Ainsi, par exemple, la conduite d'un certain témoin au tribunal peut ne pas soulever de questions dans une affaire particulière et ne peut servir d'aide à une décision sur la crédibilité, mais seulement à d'autres facteurs, tels que les signes de vérité qui découlent des preuves ; en d'autres termes, le législateur n'a cherché qu'à attirer l'attention de la cour sur les questions ou facteurs qu'elle doit considérer avant de rendre sa décision. »

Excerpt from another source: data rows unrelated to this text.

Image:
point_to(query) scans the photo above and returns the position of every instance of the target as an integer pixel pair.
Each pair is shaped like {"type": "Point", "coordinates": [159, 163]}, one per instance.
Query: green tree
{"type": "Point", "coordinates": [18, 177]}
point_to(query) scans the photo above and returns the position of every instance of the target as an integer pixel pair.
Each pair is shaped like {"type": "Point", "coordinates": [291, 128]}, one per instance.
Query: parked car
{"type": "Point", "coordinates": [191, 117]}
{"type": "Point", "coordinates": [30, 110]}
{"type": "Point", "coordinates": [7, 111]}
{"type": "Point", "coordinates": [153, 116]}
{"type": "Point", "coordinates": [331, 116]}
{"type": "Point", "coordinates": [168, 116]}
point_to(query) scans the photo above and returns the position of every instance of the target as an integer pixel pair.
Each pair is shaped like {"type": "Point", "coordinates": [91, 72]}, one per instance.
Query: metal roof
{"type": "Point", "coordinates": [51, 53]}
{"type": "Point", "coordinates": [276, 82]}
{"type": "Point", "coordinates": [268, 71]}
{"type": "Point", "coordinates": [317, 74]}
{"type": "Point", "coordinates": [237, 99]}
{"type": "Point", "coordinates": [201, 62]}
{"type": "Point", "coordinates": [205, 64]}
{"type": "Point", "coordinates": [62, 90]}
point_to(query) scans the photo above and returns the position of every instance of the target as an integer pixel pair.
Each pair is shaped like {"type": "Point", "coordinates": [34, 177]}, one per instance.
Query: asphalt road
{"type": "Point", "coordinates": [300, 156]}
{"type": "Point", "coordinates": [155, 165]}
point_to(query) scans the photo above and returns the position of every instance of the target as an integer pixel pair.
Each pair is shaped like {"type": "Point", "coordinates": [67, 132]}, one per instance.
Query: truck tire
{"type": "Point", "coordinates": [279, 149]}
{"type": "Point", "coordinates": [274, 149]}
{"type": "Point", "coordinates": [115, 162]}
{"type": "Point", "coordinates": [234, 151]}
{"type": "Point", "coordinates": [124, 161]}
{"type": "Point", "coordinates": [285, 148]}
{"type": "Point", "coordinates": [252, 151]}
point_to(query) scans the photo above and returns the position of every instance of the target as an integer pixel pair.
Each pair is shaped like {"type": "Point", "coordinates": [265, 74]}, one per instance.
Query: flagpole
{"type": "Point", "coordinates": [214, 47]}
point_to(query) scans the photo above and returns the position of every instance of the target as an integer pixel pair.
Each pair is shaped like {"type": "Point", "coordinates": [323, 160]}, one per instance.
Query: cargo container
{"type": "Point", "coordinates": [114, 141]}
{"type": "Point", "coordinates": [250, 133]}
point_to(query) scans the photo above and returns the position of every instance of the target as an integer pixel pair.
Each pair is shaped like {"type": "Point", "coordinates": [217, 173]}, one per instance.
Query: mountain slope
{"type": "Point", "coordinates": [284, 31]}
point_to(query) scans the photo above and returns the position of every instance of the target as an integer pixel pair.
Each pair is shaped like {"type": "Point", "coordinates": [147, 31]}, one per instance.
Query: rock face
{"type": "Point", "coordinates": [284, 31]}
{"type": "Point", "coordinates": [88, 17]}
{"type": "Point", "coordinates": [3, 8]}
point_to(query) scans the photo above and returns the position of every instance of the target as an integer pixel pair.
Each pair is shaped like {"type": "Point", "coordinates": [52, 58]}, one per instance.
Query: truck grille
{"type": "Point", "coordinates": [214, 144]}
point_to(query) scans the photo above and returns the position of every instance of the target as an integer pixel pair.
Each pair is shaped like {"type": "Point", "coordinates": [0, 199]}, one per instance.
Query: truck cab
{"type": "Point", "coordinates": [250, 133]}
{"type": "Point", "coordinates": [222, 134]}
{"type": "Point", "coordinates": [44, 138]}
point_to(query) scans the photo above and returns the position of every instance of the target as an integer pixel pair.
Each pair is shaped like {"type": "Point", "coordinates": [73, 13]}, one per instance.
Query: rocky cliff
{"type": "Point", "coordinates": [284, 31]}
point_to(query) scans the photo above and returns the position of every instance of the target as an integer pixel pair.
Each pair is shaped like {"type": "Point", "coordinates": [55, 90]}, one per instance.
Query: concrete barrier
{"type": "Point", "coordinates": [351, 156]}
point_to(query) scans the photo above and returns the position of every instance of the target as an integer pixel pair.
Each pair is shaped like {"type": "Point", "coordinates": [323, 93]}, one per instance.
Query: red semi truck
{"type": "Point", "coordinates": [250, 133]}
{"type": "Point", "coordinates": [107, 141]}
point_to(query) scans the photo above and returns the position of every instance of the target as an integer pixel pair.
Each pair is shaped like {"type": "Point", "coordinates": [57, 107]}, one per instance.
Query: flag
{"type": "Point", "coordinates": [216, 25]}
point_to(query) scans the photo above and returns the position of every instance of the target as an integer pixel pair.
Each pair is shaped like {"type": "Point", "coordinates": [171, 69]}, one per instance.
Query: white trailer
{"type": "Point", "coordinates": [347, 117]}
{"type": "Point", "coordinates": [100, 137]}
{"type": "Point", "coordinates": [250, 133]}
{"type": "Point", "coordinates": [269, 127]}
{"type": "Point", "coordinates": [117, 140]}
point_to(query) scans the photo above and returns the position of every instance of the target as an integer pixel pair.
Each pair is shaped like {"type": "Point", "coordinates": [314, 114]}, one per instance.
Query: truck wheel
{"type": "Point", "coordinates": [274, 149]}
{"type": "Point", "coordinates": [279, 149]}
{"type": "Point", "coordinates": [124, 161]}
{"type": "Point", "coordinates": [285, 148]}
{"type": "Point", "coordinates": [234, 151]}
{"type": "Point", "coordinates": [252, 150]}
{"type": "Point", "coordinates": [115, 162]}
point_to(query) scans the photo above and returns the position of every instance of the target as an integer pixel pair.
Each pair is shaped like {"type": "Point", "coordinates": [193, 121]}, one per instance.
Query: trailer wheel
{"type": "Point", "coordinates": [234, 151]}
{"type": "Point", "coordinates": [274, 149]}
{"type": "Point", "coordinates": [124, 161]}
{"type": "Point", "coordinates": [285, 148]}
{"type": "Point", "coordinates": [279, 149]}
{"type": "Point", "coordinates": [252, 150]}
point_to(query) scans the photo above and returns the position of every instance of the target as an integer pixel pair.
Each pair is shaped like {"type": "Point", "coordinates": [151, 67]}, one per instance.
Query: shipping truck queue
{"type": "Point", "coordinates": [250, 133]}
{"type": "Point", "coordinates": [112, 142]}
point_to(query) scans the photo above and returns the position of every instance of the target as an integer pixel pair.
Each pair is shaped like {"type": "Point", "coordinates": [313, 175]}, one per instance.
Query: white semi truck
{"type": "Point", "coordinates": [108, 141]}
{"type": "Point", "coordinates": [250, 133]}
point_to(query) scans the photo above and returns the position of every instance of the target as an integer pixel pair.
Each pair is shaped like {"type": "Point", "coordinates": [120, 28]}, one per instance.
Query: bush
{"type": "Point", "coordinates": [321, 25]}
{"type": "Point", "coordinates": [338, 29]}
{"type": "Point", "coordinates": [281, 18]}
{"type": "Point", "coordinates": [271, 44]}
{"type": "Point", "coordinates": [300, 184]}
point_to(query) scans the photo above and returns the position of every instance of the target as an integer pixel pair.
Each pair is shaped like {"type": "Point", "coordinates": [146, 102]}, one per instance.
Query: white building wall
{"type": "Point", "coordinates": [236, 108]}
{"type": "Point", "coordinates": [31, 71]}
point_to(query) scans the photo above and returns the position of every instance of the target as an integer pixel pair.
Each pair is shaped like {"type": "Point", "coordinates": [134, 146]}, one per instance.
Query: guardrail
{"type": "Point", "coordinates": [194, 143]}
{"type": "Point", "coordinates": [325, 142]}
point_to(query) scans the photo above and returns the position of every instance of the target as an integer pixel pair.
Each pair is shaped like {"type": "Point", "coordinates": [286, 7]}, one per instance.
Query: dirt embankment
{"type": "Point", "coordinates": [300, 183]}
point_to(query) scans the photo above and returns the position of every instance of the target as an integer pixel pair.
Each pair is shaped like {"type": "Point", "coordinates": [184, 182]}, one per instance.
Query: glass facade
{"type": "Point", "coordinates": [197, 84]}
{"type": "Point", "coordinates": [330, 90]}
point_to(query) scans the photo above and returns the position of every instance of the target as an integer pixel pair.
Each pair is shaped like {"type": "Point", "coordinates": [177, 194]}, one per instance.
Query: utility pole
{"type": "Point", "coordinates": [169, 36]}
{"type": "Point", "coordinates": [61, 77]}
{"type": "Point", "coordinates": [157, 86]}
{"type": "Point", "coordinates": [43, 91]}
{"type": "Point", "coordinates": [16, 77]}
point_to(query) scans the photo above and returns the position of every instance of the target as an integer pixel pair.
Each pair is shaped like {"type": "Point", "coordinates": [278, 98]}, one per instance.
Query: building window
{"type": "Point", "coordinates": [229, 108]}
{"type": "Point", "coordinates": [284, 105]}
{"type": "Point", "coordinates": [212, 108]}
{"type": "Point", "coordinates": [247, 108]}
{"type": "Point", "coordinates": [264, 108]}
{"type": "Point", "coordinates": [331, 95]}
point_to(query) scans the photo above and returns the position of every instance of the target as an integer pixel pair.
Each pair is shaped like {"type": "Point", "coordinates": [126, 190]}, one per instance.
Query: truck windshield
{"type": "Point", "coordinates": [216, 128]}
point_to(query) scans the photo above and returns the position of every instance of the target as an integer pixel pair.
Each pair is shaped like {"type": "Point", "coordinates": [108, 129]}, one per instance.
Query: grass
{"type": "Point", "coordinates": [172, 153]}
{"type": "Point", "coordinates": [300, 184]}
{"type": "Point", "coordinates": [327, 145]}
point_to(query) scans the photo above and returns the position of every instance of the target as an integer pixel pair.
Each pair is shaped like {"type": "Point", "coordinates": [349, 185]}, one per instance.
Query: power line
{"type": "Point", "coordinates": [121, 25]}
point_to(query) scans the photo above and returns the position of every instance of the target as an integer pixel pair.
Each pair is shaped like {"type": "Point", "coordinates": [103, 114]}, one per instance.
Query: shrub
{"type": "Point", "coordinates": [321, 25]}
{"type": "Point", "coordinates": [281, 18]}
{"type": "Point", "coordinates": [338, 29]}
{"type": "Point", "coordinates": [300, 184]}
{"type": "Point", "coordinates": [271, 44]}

Dans un appel pénal 803/80 Abutbul c. État d'Israël, IsrSC 36(2) 523, 530 a été statué par la Cour suprême comme suit :
« Les mots 'les circonstances de l'affaire, y compris les circonstances de la déclaration de l'affaire, les preuves présentées au procès, la conduite du témoin lors du procès et les signes de vérité révélés au procès' n'indiquent pas que, dans aucun cas, tous les éléments susmentionnés sont requis ensemble, comme s'il s'agissait de conditions cumulatives... Le tribunal peut fonder sa décision sur les données tirées de tout ou partie des données mentionnées ci-dessus. Chaque affaire, bien sûr, est examinée à la lumière de ses circonstances...".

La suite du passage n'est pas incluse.